# Frequently Asked Questions

## How much training is enough?

Typically 30-40 positive pairs (matches) should build a good first model. While marking records through the interactive learner, you can check Zingg's predictions for the shown pair. If they seem to be correct, you can pause and run Zingg in train and match phases to see what result you are getting. If not satisfied, you can always run the findTrainingData and label jobs again and they will pick from the last training round.

## Do I need to train for every new dataset?

No, absolutely not! Train only if the schema(attributes or their types) has changed.

## Do I need to use a Spark cluster or can I run on a single machine?

Depends on the data size you have. Check [hardware sizing](/latest/stepbystep/hardwaresizing.md) for more details.

## I dont have much background in ML or Spark. Can I still use Zingg ?

Very much! Zingg uses Spark and ML under the hood so that you don't have to worry about the rules and the scale.

## Is Zingg an MDM?

Zingg Community Version is a DIY Master Data Management Product, solving the entity matching and linking process.

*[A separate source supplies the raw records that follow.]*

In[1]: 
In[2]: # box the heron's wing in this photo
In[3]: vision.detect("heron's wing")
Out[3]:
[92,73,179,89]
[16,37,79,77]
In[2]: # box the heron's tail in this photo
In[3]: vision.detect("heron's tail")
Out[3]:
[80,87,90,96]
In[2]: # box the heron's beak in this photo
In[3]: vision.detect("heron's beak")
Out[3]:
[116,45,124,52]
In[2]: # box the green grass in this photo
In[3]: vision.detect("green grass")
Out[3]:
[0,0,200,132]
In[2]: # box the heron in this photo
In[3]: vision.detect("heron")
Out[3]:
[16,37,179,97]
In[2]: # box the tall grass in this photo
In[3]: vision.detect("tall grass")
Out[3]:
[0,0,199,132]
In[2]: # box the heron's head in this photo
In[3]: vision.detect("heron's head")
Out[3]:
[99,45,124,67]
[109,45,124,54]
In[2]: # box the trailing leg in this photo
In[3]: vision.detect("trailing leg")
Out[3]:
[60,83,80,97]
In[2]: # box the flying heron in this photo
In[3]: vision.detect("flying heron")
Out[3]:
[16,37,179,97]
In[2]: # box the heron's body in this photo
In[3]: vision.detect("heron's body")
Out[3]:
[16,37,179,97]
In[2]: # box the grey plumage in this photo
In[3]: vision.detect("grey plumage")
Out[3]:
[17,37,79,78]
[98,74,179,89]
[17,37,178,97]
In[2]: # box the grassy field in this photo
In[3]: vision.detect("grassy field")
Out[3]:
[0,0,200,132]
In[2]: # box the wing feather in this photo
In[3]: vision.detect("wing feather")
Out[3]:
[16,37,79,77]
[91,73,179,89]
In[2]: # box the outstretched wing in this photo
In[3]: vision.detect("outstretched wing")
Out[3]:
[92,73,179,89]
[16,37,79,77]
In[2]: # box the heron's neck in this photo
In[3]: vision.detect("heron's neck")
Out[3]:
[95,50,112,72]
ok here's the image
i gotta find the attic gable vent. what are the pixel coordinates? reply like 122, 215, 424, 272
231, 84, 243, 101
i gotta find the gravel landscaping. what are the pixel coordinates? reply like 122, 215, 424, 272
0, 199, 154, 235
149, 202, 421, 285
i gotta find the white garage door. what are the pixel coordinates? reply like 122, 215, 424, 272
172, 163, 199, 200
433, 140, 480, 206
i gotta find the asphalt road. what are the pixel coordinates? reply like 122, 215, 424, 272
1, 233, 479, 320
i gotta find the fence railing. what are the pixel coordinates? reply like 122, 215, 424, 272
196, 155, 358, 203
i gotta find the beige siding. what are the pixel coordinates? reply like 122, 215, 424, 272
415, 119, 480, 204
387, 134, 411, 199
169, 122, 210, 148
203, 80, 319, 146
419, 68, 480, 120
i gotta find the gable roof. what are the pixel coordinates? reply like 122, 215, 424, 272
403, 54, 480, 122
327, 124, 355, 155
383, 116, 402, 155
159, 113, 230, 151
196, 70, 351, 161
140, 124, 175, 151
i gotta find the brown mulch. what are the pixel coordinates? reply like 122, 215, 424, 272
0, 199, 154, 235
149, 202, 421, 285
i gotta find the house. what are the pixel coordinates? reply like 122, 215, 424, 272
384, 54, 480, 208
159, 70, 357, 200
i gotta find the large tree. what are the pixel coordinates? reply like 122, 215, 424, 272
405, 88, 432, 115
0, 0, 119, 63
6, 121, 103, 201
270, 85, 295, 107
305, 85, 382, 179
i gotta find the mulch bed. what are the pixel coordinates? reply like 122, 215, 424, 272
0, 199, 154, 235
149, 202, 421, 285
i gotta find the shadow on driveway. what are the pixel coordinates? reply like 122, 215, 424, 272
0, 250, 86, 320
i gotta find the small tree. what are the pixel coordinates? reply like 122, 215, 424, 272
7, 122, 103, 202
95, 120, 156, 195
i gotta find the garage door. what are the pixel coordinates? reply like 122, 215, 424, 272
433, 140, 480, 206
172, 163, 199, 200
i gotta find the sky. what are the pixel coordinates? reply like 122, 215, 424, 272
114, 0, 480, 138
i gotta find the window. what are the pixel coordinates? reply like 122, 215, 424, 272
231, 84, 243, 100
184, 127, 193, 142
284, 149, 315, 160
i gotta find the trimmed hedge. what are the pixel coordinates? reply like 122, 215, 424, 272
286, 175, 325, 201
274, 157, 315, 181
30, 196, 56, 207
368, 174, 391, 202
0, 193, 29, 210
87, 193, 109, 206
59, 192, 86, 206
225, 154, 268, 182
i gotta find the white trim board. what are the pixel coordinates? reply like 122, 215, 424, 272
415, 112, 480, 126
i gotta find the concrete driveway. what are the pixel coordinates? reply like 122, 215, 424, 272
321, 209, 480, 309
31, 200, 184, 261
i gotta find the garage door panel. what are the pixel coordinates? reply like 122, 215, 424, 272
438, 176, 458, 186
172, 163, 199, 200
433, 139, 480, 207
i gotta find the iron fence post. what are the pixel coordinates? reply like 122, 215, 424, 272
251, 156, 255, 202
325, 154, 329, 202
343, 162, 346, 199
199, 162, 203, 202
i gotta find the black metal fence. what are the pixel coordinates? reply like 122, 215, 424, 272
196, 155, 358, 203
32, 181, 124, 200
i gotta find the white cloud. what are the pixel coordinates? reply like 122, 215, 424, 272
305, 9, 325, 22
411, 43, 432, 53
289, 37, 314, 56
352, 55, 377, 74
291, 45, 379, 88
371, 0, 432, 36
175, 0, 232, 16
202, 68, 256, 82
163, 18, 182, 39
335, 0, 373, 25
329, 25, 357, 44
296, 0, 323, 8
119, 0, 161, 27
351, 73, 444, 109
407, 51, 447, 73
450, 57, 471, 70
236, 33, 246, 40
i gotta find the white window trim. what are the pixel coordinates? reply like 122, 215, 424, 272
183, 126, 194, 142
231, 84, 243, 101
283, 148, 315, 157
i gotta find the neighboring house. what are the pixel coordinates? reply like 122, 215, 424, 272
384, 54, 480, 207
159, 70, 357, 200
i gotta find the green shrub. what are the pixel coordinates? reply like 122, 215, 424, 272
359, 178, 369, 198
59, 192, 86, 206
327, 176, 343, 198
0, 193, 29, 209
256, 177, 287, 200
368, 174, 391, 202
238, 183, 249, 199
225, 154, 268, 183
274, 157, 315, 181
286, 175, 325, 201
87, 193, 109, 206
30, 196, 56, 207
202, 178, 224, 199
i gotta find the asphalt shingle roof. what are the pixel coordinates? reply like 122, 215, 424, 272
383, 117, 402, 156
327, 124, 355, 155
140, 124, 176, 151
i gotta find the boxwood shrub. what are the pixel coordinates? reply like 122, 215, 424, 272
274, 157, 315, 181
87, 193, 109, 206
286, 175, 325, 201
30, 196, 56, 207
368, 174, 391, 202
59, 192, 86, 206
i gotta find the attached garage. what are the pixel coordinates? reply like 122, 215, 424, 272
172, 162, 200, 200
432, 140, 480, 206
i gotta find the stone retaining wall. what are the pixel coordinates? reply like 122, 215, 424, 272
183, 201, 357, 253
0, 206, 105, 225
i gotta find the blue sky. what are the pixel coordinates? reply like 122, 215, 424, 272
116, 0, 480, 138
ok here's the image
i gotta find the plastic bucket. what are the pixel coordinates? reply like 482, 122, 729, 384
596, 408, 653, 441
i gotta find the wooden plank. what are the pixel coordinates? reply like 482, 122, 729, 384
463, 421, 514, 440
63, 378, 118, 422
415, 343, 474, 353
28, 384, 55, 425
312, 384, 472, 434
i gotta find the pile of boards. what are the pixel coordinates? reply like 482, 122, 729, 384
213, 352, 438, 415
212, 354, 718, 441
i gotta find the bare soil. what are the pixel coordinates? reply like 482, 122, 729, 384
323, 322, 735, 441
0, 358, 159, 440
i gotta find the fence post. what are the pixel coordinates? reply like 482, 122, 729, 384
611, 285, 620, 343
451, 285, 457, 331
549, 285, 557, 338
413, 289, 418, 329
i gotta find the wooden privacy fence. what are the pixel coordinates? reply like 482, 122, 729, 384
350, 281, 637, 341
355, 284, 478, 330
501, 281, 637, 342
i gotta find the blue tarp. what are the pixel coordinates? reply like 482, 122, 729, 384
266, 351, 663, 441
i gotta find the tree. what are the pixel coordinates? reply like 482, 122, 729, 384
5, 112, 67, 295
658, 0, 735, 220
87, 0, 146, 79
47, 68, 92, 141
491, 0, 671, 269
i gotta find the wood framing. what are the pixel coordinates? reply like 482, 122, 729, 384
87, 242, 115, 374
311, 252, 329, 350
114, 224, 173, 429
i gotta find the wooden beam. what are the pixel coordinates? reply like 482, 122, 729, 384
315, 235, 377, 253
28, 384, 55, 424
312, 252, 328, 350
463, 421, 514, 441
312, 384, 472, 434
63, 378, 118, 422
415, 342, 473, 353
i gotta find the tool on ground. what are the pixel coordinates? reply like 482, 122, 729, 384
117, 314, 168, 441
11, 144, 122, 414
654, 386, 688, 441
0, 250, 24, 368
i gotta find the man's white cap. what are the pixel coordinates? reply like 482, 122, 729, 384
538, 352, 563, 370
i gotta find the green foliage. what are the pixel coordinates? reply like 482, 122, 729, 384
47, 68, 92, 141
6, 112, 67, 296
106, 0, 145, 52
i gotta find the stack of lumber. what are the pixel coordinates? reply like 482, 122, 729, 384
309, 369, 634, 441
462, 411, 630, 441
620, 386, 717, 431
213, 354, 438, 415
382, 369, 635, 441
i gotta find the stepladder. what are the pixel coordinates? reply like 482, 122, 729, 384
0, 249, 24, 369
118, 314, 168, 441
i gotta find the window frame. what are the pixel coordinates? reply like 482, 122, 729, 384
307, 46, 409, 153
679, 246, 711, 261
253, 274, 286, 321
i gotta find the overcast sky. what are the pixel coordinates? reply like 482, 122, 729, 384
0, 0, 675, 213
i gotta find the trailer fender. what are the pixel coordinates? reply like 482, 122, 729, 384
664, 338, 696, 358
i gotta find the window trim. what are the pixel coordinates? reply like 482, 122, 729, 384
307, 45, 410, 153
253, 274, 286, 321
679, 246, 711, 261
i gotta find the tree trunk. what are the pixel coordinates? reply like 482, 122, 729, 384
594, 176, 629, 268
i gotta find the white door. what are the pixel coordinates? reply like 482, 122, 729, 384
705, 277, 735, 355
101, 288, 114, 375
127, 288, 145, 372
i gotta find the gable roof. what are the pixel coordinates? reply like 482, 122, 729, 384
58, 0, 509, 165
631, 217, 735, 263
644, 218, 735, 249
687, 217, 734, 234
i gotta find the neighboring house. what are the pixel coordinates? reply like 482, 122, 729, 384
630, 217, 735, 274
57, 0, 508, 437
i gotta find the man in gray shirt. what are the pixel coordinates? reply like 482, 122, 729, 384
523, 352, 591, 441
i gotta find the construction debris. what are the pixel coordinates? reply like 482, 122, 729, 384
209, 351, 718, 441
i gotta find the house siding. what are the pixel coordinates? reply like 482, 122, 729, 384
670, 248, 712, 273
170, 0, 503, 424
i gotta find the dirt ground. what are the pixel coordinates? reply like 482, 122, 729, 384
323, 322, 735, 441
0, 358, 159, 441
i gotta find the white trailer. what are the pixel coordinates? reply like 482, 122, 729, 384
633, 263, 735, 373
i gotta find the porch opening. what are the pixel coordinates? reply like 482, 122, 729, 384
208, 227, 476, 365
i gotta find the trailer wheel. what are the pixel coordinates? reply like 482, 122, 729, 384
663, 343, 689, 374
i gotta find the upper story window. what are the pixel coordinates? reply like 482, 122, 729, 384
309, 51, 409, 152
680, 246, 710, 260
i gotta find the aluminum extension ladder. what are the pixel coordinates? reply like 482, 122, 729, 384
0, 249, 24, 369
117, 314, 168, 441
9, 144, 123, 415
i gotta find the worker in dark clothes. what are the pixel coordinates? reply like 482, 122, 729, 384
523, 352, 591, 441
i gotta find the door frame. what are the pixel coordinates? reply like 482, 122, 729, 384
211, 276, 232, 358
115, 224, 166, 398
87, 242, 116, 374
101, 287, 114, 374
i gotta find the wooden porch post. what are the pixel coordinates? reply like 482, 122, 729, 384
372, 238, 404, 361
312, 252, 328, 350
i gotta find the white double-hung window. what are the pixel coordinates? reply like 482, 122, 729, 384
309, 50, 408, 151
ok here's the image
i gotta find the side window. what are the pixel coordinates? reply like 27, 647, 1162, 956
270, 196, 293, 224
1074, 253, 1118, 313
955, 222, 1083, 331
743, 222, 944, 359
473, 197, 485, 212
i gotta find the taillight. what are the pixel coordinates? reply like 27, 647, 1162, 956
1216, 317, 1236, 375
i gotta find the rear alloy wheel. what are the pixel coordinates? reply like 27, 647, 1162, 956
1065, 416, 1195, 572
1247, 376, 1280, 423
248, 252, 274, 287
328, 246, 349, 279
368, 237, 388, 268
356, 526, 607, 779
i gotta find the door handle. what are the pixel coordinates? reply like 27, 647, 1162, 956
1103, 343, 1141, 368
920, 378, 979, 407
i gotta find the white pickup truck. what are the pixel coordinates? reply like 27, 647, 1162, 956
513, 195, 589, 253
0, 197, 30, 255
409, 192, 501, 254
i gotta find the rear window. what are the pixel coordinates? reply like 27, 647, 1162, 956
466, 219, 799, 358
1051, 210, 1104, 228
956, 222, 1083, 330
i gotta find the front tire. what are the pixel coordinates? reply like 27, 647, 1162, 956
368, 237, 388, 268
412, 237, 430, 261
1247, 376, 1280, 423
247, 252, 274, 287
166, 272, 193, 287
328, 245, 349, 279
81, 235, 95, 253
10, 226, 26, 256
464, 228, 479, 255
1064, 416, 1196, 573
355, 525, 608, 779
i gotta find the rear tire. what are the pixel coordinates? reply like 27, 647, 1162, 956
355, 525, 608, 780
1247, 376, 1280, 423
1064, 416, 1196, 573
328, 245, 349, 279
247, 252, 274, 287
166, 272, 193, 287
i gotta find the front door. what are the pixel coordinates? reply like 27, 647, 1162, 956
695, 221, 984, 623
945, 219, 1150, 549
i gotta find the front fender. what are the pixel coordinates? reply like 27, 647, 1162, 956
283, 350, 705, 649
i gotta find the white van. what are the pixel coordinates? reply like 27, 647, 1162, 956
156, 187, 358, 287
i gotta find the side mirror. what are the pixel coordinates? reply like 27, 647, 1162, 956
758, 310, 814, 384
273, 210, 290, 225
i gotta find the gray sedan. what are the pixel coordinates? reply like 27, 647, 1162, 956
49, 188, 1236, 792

You can build an MDM in a data store of your choice using Zingg Community. Zingg Enterprise Version is a lakehouse/warehouse native MDM with advance features for globally unique and peristent identifier, gden records, agentic stewardship and survivorship.

## Is Zingg a CDP ?

No, Zingg is not a CDP. However, Zingg is part of the Composable CDP stack, where enterprises assemble customer platform off your warehouse or datalake, Zingg is a great fit. You can leverage existing ETL, observability, and other tools which are part of your data stack and use Zingg for identity.\
Zingg Community Version can be used to build a composable CDP by identity resolution natively on the warehouse and datalake and building customer 360 views. Zingg's identity resolution is far more powerful than what is offered by any out of the box CDP.\
Zingg Enterprise's probabilistic and deterministic matching take this further beyond. Here is an [article](https://hightouch.com/blog/warehouse-identity-resolution/) describing how you can build your own CDP on the warehouse with Zingg.

## I can do Entity Resolution using a graph database like TigerGraph/Neo4J, why do I need Zingg ?

Doing entity resolution in graph databases is easy only if you have trusted and high-quality identifiers like passport id, SSN id, etc. through which edges can be defined between different records. If you need fuzzy matching, you will have to build your own rules and algorithms with thresholds to define matching records. Zingg and Graph Databases go hand in hand for Entity Resolution. It is far easier to use Zingg and persist its graph output to a graph database and do further processing for AML, and KYC scenarios there. Read [the article](https://towardsdatascience.com/entity-resolution-with-tigergraph-add-zingg-to-the-mix-95009471ca02) for details on how Zingg uses TigerGraph for Entity Resolution.


---

# Agent Instructions: Querying This Documentation

If you need additional information that is not directly available in this page, you can query the documentation dynamically by asking a question.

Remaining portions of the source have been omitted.